Ganz sicher bin ich mir nicht. Es gibt zumindest eine alternative Erklärung:
"Partenkirchen < *Barthen-kirchen enthält den Namen der römischen Station Partanum als Bestimmungswort; dass das anlautende P- des vorbairischen Namens nicht, wie zu erwarten, zu abair. Pf- verschoben wurde, hängt mit der Eindeutung durch den PN. Barthel (<Bartholomäus) zusammen: Partenkirchen/*Barthenkirchen wurde als *Barthelskirchen 'Kirche des hl. Bartholomäus' eingedeutet."

Deutsches Gewässernamenbuch
Nun steht Partenkirchen nicht alleine da, in der Umgebung findet man weiterhin Ortsnamen wie Kochel, Wallgau, Walchensee etc.
Und was davon wäre ein überzeugender Beleg für eine romanische Sprachinsel? Der ganz und gar germanische Name des Kochelsees sicher nicht. Walchen-Namen können mit einer romanischen Bevölkerung zusammenhängen, müssen aber nicht. Es gibt nämlich auch den alten deutschen Personennamen Walcho.

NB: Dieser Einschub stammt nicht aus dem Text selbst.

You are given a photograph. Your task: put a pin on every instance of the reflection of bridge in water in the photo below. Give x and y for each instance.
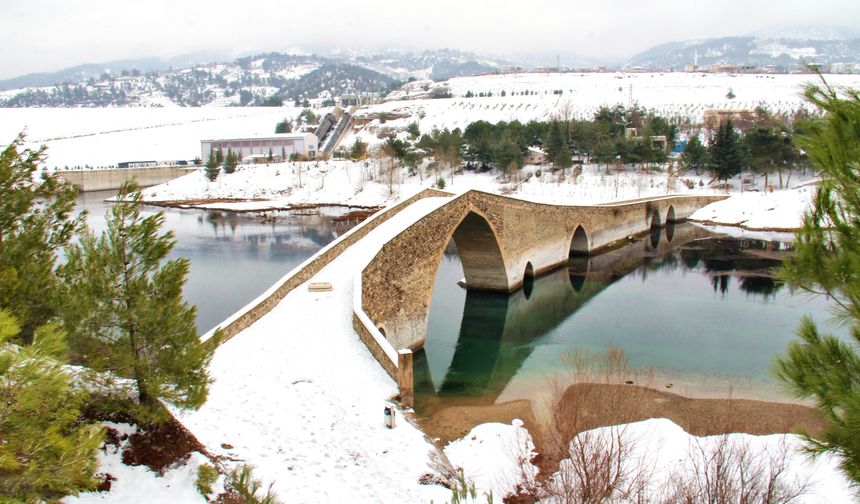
(498, 331)
(503, 244)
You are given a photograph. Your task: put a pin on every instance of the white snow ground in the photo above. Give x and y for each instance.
(102, 137)
(299, 396)
(281, 185)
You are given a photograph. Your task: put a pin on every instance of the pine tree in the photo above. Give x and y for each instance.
(563, 158)
(827, 260)
(725, 152)
(35, 222)
(46, 451)
(212, 167)
(231, 162)
(359, 150)
(553, 141)
(695, 156)
(128, 316)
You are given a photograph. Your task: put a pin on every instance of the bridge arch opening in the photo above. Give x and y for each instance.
(655, 220)
(528, 280)
(579, 242)
(480, 255)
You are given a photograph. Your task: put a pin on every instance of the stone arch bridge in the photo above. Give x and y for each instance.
(501, 241)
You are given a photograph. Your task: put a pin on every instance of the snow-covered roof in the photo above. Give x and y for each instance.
(274, 136)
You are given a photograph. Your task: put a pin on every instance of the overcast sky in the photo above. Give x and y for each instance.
(48, 35)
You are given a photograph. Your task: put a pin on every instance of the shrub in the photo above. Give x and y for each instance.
(242, 481)
(207, 475)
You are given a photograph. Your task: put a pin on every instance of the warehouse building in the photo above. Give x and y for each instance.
(281, 146)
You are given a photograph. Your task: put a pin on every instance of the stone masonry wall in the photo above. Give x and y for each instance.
(397, 285)
(315, 264)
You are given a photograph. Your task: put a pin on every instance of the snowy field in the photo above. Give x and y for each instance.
(106, 136)
(298, 396)
(102, 137)
(681, 95)
(301, 399)
(282, 185)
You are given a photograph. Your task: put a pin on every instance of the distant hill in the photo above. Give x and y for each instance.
(261, 79)
(782, 53)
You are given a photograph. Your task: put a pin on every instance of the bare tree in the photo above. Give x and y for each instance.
(728, 471)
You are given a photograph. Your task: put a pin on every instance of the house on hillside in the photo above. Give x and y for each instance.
(280, 146)
(535, 155)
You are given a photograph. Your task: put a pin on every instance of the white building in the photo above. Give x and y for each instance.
(280, 145)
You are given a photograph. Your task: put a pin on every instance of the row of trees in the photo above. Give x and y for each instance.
(608, 138)
(114, 307)
(764, 148)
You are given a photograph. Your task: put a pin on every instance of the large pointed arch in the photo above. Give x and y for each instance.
(579, 242)
(480, 254)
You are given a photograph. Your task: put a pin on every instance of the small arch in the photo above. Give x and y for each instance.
(579, 242)
(655, 223)
(670, 230)
(654, 238)
(670, 214)
(577, 269)
(528, 280)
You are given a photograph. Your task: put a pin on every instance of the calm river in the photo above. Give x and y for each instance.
(234, 257)
(698, 312)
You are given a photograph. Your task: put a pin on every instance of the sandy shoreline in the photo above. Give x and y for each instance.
(593, 405)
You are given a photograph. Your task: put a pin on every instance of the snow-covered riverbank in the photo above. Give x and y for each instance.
(366, 184)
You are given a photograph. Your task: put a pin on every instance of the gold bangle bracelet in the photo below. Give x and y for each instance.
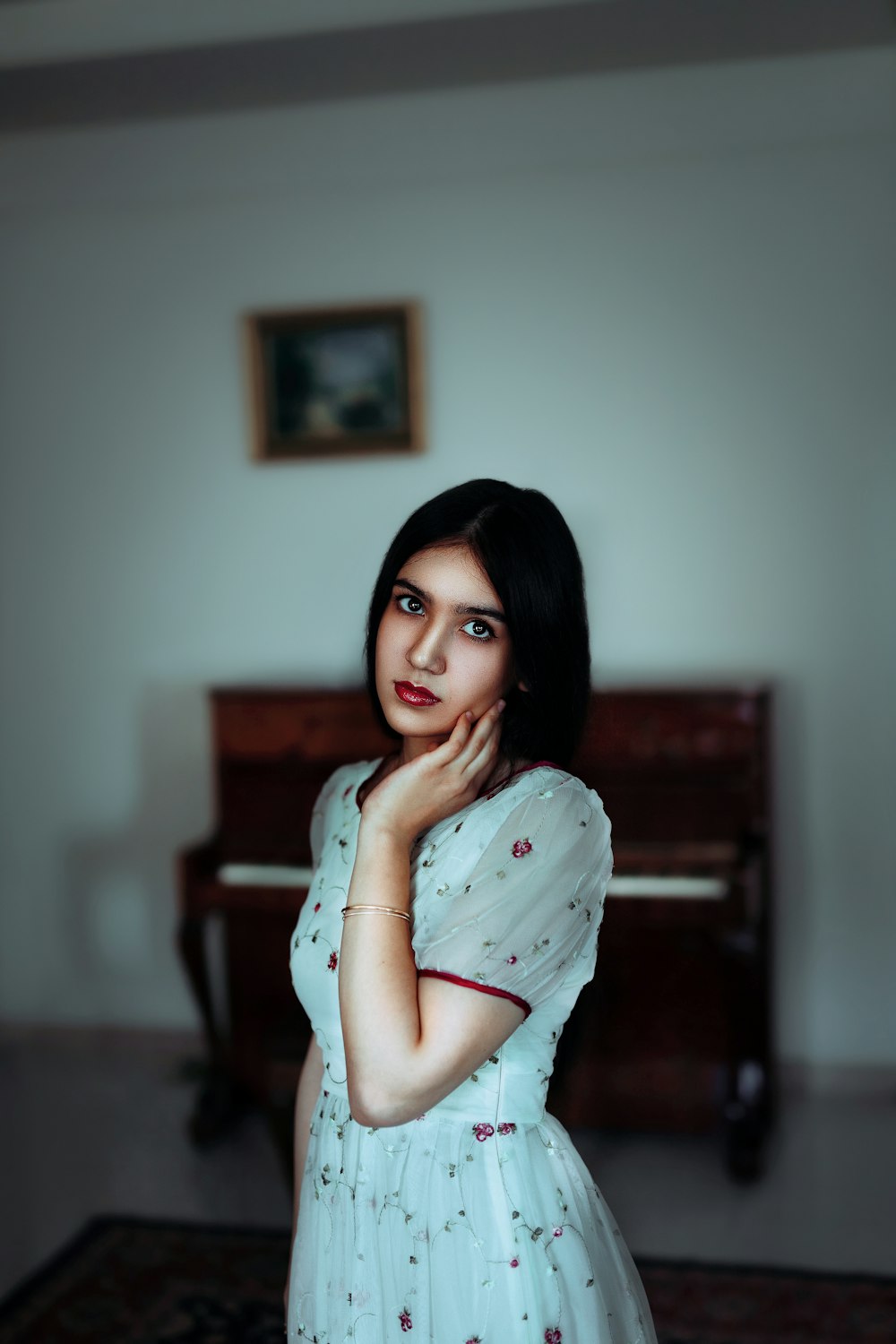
(375, 910)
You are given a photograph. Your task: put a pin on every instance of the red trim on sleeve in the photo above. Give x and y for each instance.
(484, 989)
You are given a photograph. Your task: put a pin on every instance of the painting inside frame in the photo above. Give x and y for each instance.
(335, 381)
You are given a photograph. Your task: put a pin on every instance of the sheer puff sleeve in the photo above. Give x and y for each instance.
(514, 910)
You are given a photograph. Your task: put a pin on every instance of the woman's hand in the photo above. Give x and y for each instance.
(437, 784)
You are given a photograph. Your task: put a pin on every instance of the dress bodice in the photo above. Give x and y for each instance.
(506, 897)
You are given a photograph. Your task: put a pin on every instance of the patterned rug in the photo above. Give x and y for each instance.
(134, 1281)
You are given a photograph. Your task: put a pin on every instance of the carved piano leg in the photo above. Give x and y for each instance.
(748, 1105)
(220, 1099)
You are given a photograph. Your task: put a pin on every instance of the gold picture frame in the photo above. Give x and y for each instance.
(335, 382)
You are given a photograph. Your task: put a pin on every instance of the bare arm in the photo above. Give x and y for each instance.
(410, 1042)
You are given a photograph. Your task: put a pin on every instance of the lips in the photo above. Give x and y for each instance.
(417, 695)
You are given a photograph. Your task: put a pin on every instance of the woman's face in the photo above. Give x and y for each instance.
(443, 645)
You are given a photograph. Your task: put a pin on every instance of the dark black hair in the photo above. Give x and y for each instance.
(527, 550)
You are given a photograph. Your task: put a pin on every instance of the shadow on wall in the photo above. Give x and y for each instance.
(121, 905)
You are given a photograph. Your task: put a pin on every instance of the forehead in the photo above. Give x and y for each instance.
(450, 570)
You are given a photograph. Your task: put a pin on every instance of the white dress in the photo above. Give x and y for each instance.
(476, 1223)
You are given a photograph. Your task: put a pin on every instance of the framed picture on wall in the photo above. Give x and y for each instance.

Aus dem Kanton Glarus wird etwa berichtet, dass sich die Dialekte nördlich und südlich des Hirschensprungs immer noch unterscheiden:

Der Hirschensprung war im Frühmittelalter Grenze zu Churrätien und auch Sprachgrenze zwischen dem Alemannischen und Rätoromanischen Gebiet. So gibt es oberhalb von Rüthi den Weiler Plona, der auf diese sprachlichen Wurzeln zurückgeht. Noch heute lässt sich diese Sprachbarriere in den unterschiedlichen Dialekten der beiden Gemeinden südlich und nördlich des Hirschensprungs gut feststellen.

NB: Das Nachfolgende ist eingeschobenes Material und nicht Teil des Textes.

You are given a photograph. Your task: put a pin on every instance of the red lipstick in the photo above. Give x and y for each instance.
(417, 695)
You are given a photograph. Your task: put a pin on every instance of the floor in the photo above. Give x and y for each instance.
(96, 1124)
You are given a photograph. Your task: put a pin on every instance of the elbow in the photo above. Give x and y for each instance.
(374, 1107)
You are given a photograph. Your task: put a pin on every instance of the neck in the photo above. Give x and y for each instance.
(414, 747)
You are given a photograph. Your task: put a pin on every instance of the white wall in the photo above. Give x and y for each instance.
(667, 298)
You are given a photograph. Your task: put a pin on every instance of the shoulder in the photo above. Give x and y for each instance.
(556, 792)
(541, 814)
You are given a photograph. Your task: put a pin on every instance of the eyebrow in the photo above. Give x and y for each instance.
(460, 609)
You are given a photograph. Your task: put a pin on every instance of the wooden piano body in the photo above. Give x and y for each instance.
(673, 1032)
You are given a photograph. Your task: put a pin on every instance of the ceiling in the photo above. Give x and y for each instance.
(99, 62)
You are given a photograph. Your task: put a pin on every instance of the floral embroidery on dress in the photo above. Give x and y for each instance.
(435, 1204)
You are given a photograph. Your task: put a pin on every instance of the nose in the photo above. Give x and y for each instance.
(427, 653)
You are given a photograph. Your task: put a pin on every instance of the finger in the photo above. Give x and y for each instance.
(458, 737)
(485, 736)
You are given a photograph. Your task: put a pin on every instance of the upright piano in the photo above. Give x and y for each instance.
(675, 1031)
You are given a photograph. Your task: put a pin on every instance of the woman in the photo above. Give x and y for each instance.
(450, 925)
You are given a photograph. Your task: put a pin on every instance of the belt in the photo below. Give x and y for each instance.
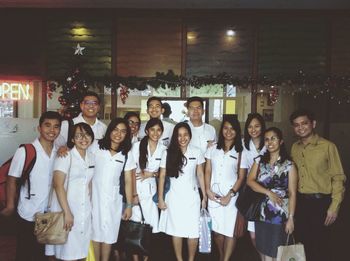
(314, 195)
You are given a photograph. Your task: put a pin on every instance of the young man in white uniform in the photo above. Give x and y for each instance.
(40, 179)
(203, 134)
(90, 106)
(155, 110)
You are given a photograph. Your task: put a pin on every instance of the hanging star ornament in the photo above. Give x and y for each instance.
(78, 50)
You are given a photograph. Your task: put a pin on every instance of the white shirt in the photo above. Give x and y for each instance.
(248, 156)
(201, 135)
(98, 128)
(167, 133)
(40, 180)
(224, 171)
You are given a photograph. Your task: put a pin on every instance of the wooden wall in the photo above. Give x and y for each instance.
(289, 44)
(340, 46)
(148, 45)
(210, 51)
(93, 33)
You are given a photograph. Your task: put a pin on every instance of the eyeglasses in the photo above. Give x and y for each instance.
(91, 103)
(80, 136)
(134, 123)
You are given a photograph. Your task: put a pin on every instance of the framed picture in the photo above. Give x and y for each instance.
(268, 114)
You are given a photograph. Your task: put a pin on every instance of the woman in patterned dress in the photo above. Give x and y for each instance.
(276, 177)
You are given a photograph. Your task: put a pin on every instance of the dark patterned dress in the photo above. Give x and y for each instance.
(270, 229)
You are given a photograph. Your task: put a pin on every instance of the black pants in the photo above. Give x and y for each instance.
(28, 249)
(310, 229)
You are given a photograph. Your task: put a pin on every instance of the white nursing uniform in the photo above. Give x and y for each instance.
(202, 135)
(167, 133)
(98, 128)
(148, 187)
(107, 203)
(247, 161)
(181, 218)
(78, 196)
(40, 180)
(223, 177)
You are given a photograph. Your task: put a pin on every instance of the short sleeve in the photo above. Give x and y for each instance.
(17, 163)
(62, 163)
(130, 163)
(209, 152)
(200, 157)
(61, 140)
(244, 160)
(163, 161)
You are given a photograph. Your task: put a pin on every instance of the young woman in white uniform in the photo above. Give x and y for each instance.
(73, 194)
(148, 154)
(181, 207)
(253, 147)
(107, 202)
(222, 183)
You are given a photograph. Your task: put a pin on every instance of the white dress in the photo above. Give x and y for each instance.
(107, 203)
(248, 157)
(223, 177)
(78, 197)
(181, 218)
(148, 187)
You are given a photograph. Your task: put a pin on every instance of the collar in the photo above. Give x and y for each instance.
(80, 118)
(313, 141)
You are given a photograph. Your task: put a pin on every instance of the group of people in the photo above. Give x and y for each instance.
(83, 164)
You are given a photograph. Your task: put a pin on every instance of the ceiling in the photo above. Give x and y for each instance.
(183, 4)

https://de.wikipedia.org/wiki/Hirschensprung
Wikipedia-Behauptungen ohne Belege sind immer mit Vorsicht zu behandeln. Warum sollte eine Sprachgrenze, die über die Jahrhunderte immer weiter rheinaufwärts gewandert ist, ausgerechnet an diesem einen Ort eine Dialektgrenze erzeugt haben?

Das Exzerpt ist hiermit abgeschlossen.